At the sound of those words, a rage of such magnitude as one that had never before risen through the One-Mind rose up; bile and curses that had never been spoken formed and danced across our minds. Our other brethren had perished, but their collective thought had descended again into Nudai and would one day be reborn; but to be Mind torn, to live life with a brain shattered into a million pieces, this was punishment unfitting to even a human.
The One-Father fell to his knees then, but quickly regained his composure. He set his lower limbs onto his knees as he crossed his legs and hid his eyes with his higher limbs. He wept not, even as we all mourned the final loss of the brightest among us. He stood in silence for a long while, until the Satrap said:
“Any other requests that you would like to make?”
“Yes” answered the One-Father and there was malice in his voice and murder in his thought, eager to lash out against the minds of the gathered humans and drive them mad before killing them. “We would wish that the Empire would perish, its ships fall into distant suns, its people killed by fire and light and violence of great ferocity. We your world to be crushed into powder by a million guns, held by the people that you enslaved and killed and had their minds taken from them. We wish every child that was born today to live a slave and die in a pit and every last trace of you expunged from the Universe. We wish that by the time this is done, not even the memory of humanity remains.”
The light-spitter was in the Satrap’s hand before we even knew it, as if it had materialized from nothing.

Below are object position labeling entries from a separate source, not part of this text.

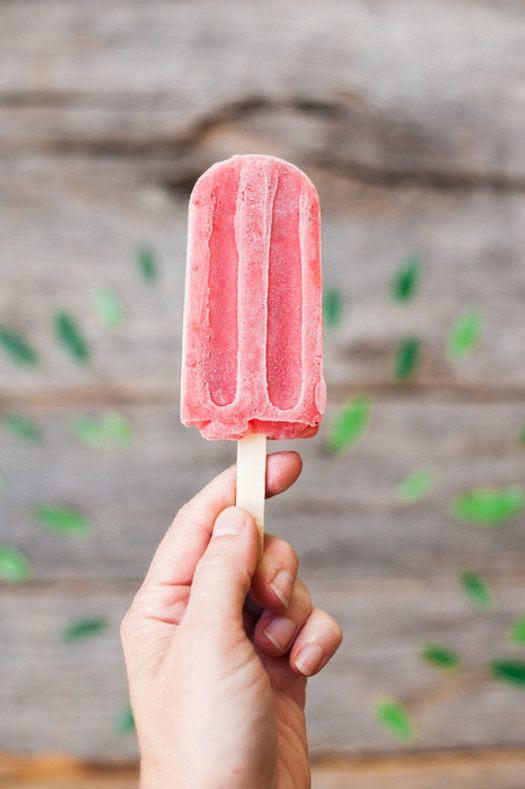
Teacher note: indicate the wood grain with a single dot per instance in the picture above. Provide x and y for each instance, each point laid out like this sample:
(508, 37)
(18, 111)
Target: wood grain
(79, 688)
(428, 90)
(132, 493)
(70, 228)
(472, 770)
(409, 117)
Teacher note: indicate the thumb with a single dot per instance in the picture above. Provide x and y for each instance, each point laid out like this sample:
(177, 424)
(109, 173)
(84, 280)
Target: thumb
(223, 575)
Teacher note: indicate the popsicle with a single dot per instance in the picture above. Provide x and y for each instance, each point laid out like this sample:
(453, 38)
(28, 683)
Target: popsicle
(252, 339)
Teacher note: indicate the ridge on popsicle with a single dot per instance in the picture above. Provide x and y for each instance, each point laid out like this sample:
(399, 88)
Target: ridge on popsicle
(252, 340)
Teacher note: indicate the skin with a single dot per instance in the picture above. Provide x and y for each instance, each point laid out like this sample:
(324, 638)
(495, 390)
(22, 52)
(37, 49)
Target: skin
(216, 701)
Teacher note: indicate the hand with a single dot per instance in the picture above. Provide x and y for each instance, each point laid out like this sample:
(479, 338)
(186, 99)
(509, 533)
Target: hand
(218, 649)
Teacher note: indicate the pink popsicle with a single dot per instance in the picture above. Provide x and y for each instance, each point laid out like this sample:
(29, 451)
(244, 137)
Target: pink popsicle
(252, 348)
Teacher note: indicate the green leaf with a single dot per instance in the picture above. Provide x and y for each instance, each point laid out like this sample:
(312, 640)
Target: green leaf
(517, 630)
(124, 722)
(83, 628)
(406, 279)
(510, 671)
(490, 506)
(464, 334)
(332, 307)
(147, 263)
(14, 565)
(406, 358)
(63, 520)
(111, 428)
(21, 427)
(109, 307)
(440, 656)
(349, 424)
(416, 485)
(70, 336)
(477, 589)
(395, 719)
(116, 428)
(17, 346)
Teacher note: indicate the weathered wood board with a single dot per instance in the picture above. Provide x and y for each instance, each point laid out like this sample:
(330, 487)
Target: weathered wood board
(72, 227)
(343, 515)
(409, 116)
(472, 770)
(81, 686)
(389, 87)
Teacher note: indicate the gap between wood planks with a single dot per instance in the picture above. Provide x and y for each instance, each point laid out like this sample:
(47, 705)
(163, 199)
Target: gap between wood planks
(187, 142)
(21, 770)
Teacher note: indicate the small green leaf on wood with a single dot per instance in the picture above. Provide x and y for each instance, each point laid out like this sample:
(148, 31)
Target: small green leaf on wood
(84, 627)
(510, 671)
(464, 334)
(147, 263)
(124, 722)
(15, 567)
(63, 520)
(111, 428)
(406, 358)
(17, 347)
(395, 719)
(349, 425)
(440, 656)
(332, 307)
(416, 485)
(70, 336)
(406, 279)
(477, 589)
(21, 427)
(109, 307)
(517, 630)
(490, 506)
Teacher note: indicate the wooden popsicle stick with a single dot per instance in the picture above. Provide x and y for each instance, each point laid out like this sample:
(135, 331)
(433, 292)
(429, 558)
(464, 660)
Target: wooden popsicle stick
(251, 479)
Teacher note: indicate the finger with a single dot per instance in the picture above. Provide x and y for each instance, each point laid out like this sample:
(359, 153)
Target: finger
(315, 644)
(223, 575)
(187, 538)
(275, 633)
(275, 574)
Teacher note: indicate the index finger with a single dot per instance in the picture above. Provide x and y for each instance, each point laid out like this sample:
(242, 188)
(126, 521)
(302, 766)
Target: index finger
(188, 536)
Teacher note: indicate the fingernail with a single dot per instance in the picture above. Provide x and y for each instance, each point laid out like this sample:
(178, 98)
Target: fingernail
(232, 520)
(309, 659)
(279, 632)
(282, 585)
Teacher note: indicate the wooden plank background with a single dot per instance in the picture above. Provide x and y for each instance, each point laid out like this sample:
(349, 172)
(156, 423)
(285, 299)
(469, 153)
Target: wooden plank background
(409, 116)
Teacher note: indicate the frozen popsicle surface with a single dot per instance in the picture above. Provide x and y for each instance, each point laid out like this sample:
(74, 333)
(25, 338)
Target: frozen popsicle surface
(252, 347)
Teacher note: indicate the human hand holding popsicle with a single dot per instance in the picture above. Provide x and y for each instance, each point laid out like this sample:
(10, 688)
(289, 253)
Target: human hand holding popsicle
(218, 648)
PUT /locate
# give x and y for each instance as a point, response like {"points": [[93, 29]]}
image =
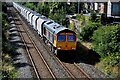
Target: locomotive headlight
{"points": [[73, 48]]}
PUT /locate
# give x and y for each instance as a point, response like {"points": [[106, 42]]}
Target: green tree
{"points": [[106, 40]]}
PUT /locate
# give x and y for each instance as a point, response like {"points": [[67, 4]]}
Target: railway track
{"points": [[40, 65], [75, 73]]}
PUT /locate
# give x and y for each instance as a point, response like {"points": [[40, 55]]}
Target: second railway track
{"points": [[72, 69], [40, 66]]}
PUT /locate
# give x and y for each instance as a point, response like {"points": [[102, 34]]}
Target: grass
{"points": [[87, 44]]}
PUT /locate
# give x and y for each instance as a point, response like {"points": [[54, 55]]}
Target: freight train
{"points": [[57, 36]]}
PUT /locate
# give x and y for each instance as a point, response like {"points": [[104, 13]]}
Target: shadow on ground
{"points": [[81, 55]]}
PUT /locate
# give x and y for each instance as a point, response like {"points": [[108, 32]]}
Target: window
{"points": [[71, 38], [61, 38]]}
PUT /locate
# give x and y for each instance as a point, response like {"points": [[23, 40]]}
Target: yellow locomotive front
{"points": [[66, 41]]}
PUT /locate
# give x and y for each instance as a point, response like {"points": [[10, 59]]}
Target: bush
{"points": [[106, 40], [88, 30], [93, 16]]}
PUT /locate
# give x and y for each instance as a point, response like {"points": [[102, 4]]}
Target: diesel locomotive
{"points": [[53, 34]]}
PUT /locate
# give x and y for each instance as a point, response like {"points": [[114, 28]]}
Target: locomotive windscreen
{"points": [[62, 38], [71, 38]]}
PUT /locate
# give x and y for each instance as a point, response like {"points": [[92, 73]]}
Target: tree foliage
{"points": [[106, 40]]}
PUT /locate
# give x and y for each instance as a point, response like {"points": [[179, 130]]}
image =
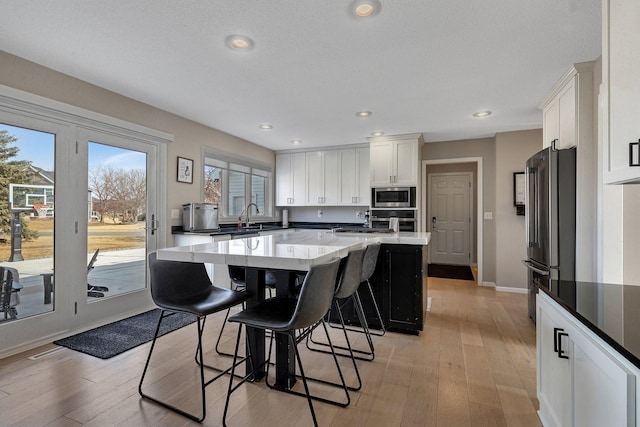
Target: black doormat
{"points": [[110, 340], [460, 272]]}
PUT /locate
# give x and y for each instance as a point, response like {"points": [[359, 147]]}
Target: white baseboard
{"points": [[512, 290]]}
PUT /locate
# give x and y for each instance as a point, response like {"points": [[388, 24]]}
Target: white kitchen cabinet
{"points": [[582, 381], [290, 179], [568, 114], [354, 177], [568, 109], [620, 91], [322, 178], [395, 161]]}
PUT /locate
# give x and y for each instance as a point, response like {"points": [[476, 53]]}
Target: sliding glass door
{"points": [[77, 218]]}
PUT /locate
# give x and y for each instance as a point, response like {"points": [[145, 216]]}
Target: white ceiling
{"points": [[419, 65]]}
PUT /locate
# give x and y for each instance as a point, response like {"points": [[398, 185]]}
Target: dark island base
{"points": [[400, 288]]}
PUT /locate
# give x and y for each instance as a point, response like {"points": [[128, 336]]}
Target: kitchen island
{"points": [[399, 282], [588, 353], [288, 253]]}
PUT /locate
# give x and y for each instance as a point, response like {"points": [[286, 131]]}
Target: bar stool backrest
{"points": [[315, 296], [175, 283], [351, 274], [370, 261]]}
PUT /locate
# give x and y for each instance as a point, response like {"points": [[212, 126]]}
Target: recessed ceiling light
{"points": [[482, 114], [364, 8], [237, 42]]}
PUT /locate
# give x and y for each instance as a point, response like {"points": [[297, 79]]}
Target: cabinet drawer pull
{"points": [[634, 153], [558, 333]]}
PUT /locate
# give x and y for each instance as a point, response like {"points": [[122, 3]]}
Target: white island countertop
{"points": [[294, 250]]}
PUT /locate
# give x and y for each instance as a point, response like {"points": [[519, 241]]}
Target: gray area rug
{"points": [[460, 272], [115, 338]]}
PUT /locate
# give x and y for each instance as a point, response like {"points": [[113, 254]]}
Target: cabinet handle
{"points": [[634, 153], [558, 333]]}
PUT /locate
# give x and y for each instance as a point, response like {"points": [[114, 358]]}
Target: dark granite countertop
{"points": [[611, 311], [256, 228]]}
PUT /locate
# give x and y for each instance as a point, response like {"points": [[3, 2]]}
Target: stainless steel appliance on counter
{"points": [[200, 217], [397, 197], [550, 219], [406, 219]]}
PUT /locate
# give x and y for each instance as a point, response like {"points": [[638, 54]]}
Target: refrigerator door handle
{"points": [[530, 266]]}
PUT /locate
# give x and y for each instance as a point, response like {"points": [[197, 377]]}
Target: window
{"points": [[234, 183]]}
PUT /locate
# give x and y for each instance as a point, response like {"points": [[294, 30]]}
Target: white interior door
{"points": [[449, 218]]}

In the time of a thought, there was only a great hissing sound and then the thump of the One-Father’s body, as it fell lifeless into the mud.

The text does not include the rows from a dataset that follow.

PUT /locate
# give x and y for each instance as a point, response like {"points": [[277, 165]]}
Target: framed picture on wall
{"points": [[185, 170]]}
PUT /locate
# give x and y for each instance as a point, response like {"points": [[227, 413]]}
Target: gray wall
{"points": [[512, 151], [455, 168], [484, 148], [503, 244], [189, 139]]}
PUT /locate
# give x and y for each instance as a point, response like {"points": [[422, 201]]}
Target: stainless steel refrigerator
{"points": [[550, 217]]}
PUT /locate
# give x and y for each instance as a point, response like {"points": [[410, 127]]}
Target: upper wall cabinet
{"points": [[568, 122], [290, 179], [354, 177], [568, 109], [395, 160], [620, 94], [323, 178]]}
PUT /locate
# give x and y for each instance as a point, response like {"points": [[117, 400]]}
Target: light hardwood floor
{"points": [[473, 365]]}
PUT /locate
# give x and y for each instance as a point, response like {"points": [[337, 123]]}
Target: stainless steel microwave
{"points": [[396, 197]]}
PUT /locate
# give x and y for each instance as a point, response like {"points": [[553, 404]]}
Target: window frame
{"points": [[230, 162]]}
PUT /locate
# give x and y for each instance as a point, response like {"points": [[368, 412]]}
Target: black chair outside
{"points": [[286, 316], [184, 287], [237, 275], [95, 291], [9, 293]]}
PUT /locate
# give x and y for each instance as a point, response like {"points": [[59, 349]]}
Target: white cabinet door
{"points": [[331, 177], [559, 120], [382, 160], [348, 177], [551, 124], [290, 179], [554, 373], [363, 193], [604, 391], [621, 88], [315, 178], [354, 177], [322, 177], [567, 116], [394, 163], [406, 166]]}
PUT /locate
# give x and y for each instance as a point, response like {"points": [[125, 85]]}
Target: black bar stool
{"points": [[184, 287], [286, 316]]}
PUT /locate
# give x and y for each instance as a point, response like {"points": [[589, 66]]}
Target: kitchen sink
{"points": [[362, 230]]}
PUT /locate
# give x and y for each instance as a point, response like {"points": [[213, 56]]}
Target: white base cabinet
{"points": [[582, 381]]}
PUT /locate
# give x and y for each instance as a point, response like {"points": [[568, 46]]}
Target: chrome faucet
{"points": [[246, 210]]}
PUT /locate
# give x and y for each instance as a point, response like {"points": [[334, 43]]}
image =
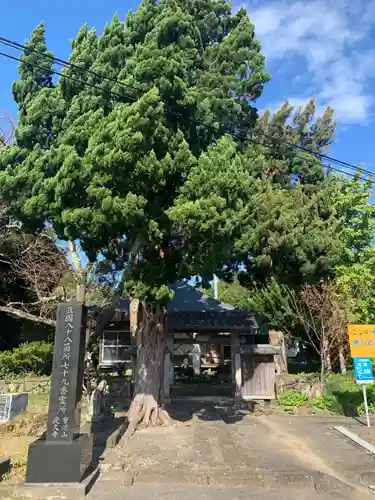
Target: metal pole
{"points": [[366, 406]]}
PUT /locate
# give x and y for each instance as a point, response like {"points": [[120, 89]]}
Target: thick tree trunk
{"points": [[277, 338], [147, 407]]}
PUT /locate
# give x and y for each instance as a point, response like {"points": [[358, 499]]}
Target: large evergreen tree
{"points": [[111, 170]]}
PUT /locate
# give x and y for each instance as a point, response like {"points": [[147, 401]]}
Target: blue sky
{"points": [[320, 48]]}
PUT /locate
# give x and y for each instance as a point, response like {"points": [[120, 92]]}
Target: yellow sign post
{"points": [[362, 341]]}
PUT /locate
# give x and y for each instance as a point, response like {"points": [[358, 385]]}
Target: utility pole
{"points": [[216, 287]]}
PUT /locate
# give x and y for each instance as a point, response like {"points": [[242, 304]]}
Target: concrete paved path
{"points": [[222, 456]]}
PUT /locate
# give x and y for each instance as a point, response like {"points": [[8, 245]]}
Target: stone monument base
{"points": [[59, 462]]}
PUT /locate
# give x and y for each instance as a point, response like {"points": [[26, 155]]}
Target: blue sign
{"points": [[363, 370]]}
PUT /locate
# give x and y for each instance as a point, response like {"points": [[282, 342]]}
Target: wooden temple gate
{"points": [[195, 318]]}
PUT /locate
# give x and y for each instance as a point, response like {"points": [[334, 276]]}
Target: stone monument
{"points": [[99, 403], [65, 454]]}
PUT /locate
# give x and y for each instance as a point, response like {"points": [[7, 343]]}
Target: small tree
{"points": [[320, 311]]}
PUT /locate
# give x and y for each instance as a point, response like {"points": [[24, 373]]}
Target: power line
{"points": [[122, 96], [317, 155], [62, 62]]}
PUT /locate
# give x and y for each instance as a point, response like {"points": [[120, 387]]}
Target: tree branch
{"points": [[25, 315]]}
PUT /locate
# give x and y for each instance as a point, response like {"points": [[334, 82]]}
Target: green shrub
{"points": [[324, 403], [311, 377], [290, 400], [30, 357]]}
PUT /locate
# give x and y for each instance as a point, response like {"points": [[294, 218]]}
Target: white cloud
{"points": [[330, 41]]}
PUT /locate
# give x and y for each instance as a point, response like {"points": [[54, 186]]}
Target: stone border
{"points": [[353, 437], [5, 467], [69, 490]]}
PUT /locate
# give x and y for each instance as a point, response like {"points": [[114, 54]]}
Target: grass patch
{"points": [[341, 396], [15, 447]]}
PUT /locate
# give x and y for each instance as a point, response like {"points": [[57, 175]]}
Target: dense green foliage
{"points": [[140, 162], [138, 172], [30, 357], [111, 171], [341, 395]]}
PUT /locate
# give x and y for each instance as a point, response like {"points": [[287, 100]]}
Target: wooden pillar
{"points": [[236, 368], [221, 355], [170, 373], [281, 361], [167, 385]]}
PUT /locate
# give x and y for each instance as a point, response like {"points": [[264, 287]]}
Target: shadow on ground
{"points": [[106, 434], [218, 409]]}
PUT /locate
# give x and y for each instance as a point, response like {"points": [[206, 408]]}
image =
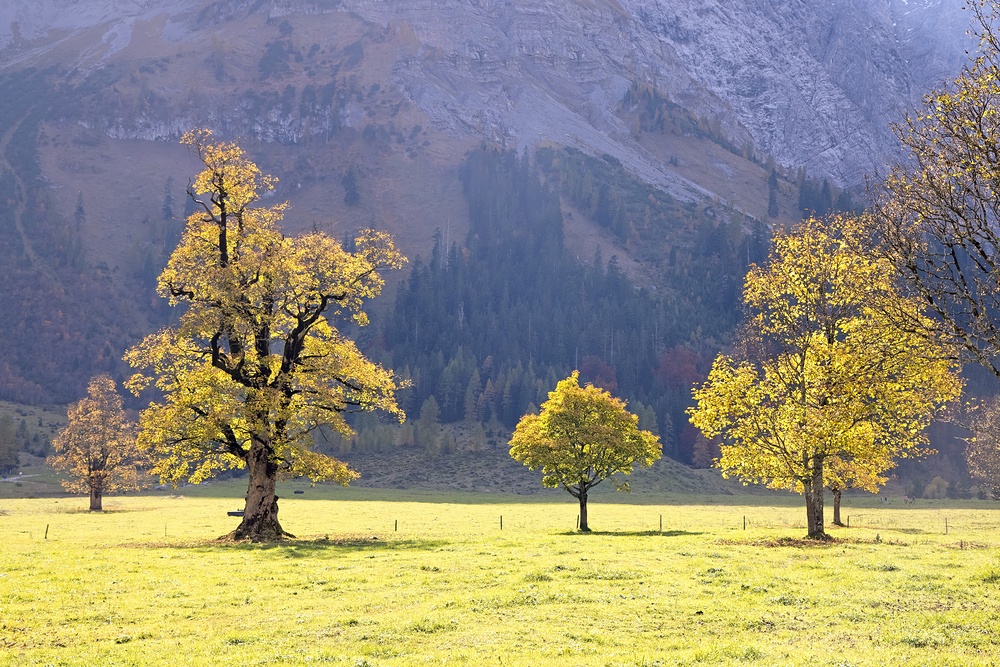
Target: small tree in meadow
{"points": [[97, 448], [582, 436]]}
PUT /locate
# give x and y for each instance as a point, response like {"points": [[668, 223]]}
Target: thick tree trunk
{"points": [[260, 516], [584, 528], [96, 498], [813, 493], [836, 507]]}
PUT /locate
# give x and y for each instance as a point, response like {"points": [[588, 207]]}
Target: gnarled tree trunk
{"points": [[584, 528], [96, 497], [836, 507], [260, 516], [813, 493]]}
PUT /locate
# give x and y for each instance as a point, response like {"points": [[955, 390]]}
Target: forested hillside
{"points": [[487, 327]]}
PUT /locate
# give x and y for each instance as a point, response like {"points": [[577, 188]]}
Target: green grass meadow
{"points": [[404, 578]]}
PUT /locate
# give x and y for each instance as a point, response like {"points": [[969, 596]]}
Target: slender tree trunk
{"points": [[813, 493], [260, 516], [584, 528], [96, 498]]}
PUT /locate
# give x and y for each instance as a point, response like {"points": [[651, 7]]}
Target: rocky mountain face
{"points": [[365, 109], [813, 84]]}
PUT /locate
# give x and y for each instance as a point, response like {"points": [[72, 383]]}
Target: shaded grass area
{"points": [[417, 580]]}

“Request denied.” The Satrap said.
And inside our minds, there was a crashing and a roiling that tore us apart. As our collective power shattered and turned back on us, we fell on the ground and reeled, holding our heads with all our limbs, screaming like children at the first sight of the sun.
I barely held myself together, so I could pick up a rock and toss it at the war-bird as it began to ascend, before I too lost consciousness. When I woke there was only grieving and the sound of jumbled thoughts inside my head.
Fire came from the sky by nightfall. It scoured the Lost Valley and decimated our tribe. But we hid inside deep caves and waited, until the sky ceased spitting flame. We stayed in the dark and the cold as we saw the hated humans, clad in their precious armor, wielding their terrible weapons while they searched for us through the ashes and then we struck from afar, killing them all.
And when the next day they retaliated with more fire and with killing gas, we hid deeper and we fought on, reaching into their brains and destroying them. For every one we killed, they killed a hundred, yet in the end it was us who celebrated victories and sang songs inside the bowels of Nudai, instead of them.
Now we hide and we fight and they drive us deeper. And across the One-Mind, I feel my brethren worrying, thinking of the possibility of running out of ‘down’ for us to go to, of places for us to hide. Our places of refuge will soon run out. I know that we will die fighting.
It is not much of a life, but it is better than what we had.